The agreement applies to people who are not asylum seekers or refugees but who arrived in the EU from Turkey.
The Turkish parliament approved the deal on 1 June. It was also signed by the president’s office on 18 May and published in Turkey’s Official Journal on 20 May.
But the law still needs to be rubber stamped by Turkey's council of ministers before any EU state can start sending people who do not have the legal right to remain in the EU back to Turkey.
"This decision should be taken as a matter of urgency," said a commission spokesperson in an email to EUobserver.
Bulgaria is also not happy.
A spokeswoman for the Bulgarian mission to the EU said it has people they want to return to Turkey but cannot until Ankara implements the law in full.
"Turkey is our neighbour so of course we are the first to be affected," she said.

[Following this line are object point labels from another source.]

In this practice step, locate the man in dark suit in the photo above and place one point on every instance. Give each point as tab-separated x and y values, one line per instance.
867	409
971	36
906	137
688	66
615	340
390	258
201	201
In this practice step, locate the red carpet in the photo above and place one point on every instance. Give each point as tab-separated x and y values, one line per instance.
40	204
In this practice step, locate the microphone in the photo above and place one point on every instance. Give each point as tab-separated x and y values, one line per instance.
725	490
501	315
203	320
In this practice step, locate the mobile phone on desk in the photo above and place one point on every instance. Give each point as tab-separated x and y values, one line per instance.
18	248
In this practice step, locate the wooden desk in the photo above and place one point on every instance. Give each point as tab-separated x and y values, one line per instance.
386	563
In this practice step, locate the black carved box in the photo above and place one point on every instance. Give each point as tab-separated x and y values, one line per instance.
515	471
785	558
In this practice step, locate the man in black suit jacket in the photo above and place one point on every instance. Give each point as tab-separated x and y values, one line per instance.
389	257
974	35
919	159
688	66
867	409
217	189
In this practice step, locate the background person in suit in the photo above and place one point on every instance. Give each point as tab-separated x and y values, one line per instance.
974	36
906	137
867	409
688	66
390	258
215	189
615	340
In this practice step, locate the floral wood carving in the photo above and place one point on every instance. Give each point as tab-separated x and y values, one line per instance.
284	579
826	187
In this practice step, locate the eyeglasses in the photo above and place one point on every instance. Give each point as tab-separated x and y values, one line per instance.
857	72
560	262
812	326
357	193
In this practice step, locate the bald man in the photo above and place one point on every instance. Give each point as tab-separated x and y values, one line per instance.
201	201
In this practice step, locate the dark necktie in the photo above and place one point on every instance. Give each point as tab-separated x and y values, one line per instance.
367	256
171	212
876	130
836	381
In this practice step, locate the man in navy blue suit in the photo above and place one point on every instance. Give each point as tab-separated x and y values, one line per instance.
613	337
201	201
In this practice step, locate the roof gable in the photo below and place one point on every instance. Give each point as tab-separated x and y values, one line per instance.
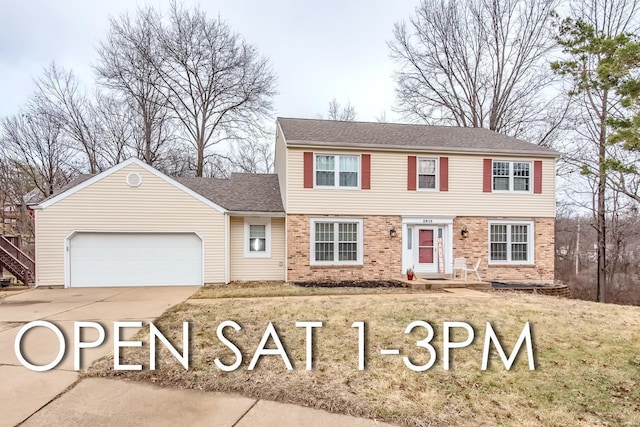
83	182
395	136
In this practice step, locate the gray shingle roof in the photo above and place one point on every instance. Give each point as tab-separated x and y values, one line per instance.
242	192
332	133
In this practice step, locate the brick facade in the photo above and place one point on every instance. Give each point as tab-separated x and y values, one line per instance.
383	254
476	245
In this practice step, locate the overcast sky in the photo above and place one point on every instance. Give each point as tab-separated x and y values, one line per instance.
319	50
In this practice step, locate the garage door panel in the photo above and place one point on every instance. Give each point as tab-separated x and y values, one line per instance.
135	259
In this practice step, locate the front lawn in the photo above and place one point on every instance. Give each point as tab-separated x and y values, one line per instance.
279	289
587	359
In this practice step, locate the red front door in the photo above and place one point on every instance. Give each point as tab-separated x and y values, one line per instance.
426	246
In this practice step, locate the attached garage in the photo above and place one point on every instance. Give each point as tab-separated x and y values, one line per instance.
132	225
134	259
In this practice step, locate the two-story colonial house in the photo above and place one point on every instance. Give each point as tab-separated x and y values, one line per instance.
369	200
348	200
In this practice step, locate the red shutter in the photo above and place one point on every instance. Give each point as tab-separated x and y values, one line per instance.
365	182
537	177
486	175
308	169
411	175
444	174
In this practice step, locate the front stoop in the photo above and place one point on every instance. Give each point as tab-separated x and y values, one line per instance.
430	284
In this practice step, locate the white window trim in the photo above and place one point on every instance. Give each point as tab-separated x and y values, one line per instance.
531	244
337	171
511	176
257	221
312	238
437	173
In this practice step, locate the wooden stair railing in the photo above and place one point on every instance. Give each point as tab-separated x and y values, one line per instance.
17	262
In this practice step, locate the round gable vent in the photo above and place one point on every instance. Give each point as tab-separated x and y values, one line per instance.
134	179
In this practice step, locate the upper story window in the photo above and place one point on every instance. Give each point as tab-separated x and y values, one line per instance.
337	171
511	176
427	174
257	237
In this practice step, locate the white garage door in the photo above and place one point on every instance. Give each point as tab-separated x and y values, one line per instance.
135	259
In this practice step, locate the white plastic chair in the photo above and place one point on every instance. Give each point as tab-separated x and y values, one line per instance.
474	269
460	265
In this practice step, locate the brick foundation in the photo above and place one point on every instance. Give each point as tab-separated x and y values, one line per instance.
476	245
382	254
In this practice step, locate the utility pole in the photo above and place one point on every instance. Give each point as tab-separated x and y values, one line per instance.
578	248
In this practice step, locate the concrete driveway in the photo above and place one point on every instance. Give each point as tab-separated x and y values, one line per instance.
23	392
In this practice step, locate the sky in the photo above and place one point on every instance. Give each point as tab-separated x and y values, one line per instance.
319	50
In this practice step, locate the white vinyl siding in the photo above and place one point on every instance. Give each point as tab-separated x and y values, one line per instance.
111	205
336	241
511	242
389	194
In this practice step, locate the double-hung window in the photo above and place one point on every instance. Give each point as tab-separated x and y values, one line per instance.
427	174
511	176
257	237
337	171
336	241
511	242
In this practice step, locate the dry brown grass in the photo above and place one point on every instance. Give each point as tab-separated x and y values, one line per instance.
279	289
587	355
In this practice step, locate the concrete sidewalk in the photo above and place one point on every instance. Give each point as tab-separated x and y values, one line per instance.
31	396
23	392
103	402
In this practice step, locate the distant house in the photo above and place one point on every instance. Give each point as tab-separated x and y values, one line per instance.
349	200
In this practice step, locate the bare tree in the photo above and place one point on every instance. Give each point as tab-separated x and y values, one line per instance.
116	126
478	63
216	84
589	39
252	156
125	68
34	145
59	92
338	112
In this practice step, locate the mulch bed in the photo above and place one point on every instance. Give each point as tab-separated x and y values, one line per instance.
352	284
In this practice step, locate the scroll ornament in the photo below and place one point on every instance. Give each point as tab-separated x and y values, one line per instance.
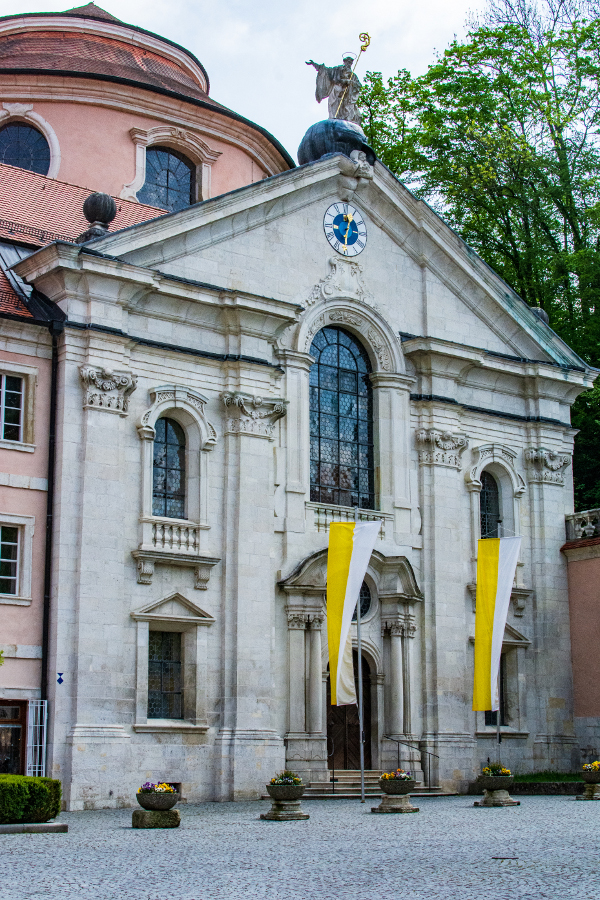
441	448
107	390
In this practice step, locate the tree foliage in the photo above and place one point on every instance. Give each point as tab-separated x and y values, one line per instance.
501	137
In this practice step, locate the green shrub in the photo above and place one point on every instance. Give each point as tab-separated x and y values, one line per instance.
24	798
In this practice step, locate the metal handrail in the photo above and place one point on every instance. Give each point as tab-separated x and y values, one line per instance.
387	737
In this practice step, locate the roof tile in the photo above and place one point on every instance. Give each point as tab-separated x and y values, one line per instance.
37	210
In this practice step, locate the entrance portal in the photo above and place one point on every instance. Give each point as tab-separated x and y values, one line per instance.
343	738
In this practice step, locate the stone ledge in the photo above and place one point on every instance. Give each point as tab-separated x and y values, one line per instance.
186	727
35	828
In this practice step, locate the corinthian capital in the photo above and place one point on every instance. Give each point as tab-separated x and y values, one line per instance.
440	448
545	465
107	390
248	414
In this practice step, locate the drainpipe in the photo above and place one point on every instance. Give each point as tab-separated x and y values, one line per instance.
55	328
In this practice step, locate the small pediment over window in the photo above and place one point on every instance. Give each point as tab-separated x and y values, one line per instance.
512	638
174	609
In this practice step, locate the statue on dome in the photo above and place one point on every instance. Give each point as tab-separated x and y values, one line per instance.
341	86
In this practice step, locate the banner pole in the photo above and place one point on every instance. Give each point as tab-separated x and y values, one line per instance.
360	693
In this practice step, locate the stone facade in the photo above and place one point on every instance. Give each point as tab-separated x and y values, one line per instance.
208	316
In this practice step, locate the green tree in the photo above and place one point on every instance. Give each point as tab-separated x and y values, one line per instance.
500	136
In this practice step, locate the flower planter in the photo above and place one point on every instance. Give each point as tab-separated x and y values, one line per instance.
495	791
156	800
592	786
286	806
396	796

Around 200 people are likely to be sent packing from Bulgaria to Turkey when the time comes.
"It's not a significant number but it is a question of principle, this is an agreement between the EU and Turkey," she said.
Visa waivers
Turkey's hesitation may be tied to another EU deal to lift short-term visas on Turks who want to visit a country in the passport-free Schengen area.
The initial plan had foreseen a visa waiver to Schengen states this summer, but was derailed after Ankara refused to amend its tough anti-terrorism laws.
Turkey says the law must remain unchanged due to the recent spate of terrorist attacks, with the most recent assault killing 45 people at the Ataturk airport in Istanbul on 28 June. Three militants from the Islamic State group are said to be behind the slaughter.
Critics say the law is overly broad and is being used to silence opposition MPs and journalists. The EU, for its part, will not budge until the issue, along with a handful of other problems, is first sorted.
In May, political group leaders at the European Parliament announced they would suspend all work on lifting visas until Ankara meets all 72 benchmarks required for the waiver.
No new deadline has since been set, although Turkey's president Recep Tayyip Erdogan had previously announced October as the objective
Erdogan had also threatened to end the EU's migrant swap deal unless the visas were lifted, but later backed down.